The response to the first two deaths ever in California from the rapidly spreading virus appears to be more prevention than panic, with few reports that the mosquito-borne illness is causing people to cancel outdoor plans or make drastic lifestyle changes.
"We're taking precautions, but you can only do so much," said David Wilson, 61, a neighbor of Morris Sternberg, the 75-year-old man who died Saturday from encephalitis caused by the virus.
As of Wednesday, West Nile had infected 79 people in the state, mostly in Southern California, according to the state Department of Health Services. Last year, there were only three cases statewide and no deaths.
Sternberg, a real estate agent in the small city of Grand Terrace, was the second person in California to die of the illness within a six-week period. Neighbors suspect he was bitten on his front porch, where he often sat in a hammock.

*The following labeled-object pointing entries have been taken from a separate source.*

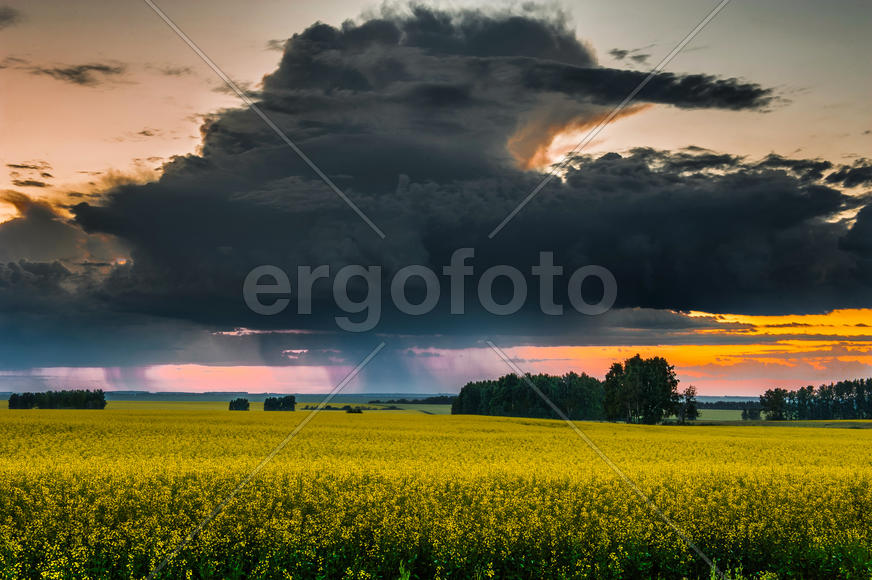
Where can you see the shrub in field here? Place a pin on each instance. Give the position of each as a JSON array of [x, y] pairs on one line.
[[70, 399], [239, 404]]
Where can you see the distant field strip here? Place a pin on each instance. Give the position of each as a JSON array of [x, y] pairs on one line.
[[97, 494]]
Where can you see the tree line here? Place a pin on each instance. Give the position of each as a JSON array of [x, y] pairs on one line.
[[286, 403], [69, 399], [637, 391], [850, 399]]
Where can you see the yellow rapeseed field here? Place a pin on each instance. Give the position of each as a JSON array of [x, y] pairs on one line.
[[96, 494]]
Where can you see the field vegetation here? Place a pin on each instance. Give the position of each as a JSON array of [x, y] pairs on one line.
[[404, 494]]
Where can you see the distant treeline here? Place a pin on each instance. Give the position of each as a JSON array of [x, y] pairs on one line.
[[437, 400], [286, 403], [728, 405], [346, 408], [579, 396], [637, 391], [843, 400], [240, 404], [73, 399]]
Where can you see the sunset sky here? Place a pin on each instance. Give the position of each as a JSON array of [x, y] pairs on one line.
[[730, 199]]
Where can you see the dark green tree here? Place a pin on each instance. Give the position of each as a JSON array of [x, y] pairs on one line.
[[239, 404]]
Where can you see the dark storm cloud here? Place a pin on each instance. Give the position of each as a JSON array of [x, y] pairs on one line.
[[9, 16], [606, 86], [88, 75], [426, 119], [29, 183], [860, 173], [411, 114]]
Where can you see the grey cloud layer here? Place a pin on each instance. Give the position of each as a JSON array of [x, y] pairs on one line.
[[424, 117]]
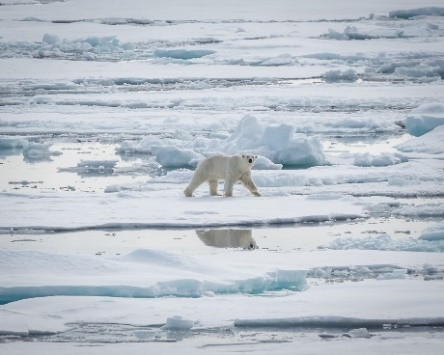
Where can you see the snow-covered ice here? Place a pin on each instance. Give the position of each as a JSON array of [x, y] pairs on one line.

West Nile, which first hit the United States in 1999 in New York, has killed more than 560 people in the United States in the past five years as it marched westward. Last year was the first for the virus to appear in areas west of the Continental Divide.

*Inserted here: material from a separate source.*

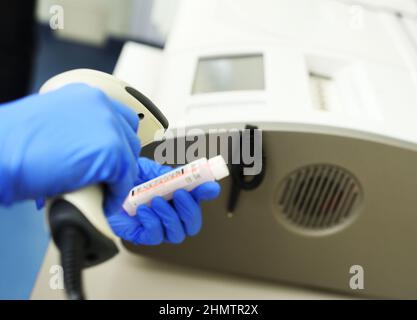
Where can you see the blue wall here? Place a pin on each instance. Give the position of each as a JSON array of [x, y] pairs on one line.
[[23, 235]]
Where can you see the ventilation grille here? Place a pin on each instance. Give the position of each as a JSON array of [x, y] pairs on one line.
[[319, 196]]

This year, West Nile has sickened more than 400 people across the nation and resulted in seven deaths, according to data released Wednesday by the federal Centers for Disease Control and Prevention. The virus killed 262 people in the United States last year, from 9,858 overall cases.
California officials are telling residents what easterners have long done: Avoid mosquitoes by eliminating pools of stagnant water, wear long sleeves if outside at dusk or dawn, and use mosquito repellant that contains the chemical known as DEET.
Many are apparently following the advice. As of Memorial Day, sales of insect repellant were up 17 percent in California over last year, and 9 percent nationally, according to the most recent data available from tracking firm A.C. Nielsen.
West Nile is carried by birds but only transmitted to humans by mosquitoes. About 20 percent of those bitten by an infected insect show flu-like symptoms, and less than 1 percent die from the illness, according to health authorities. There is no approved vaccine or treatment.
State public health officer Richard J. Jackson has warned of a significant West Nile season in California this year. So far at least, the warnings seem to have caused ripples of concern but not much more.
Park agencies throughout California have gotten phone calls with questions about the virus, but officials reported no mass cancellations, perhaps owing to the relative low risk of infection.
"You're more likely to have a bear try to break into your car," said Alexandra Picavet, a spokeswoman for Sequoia and Kings Canyon national parks.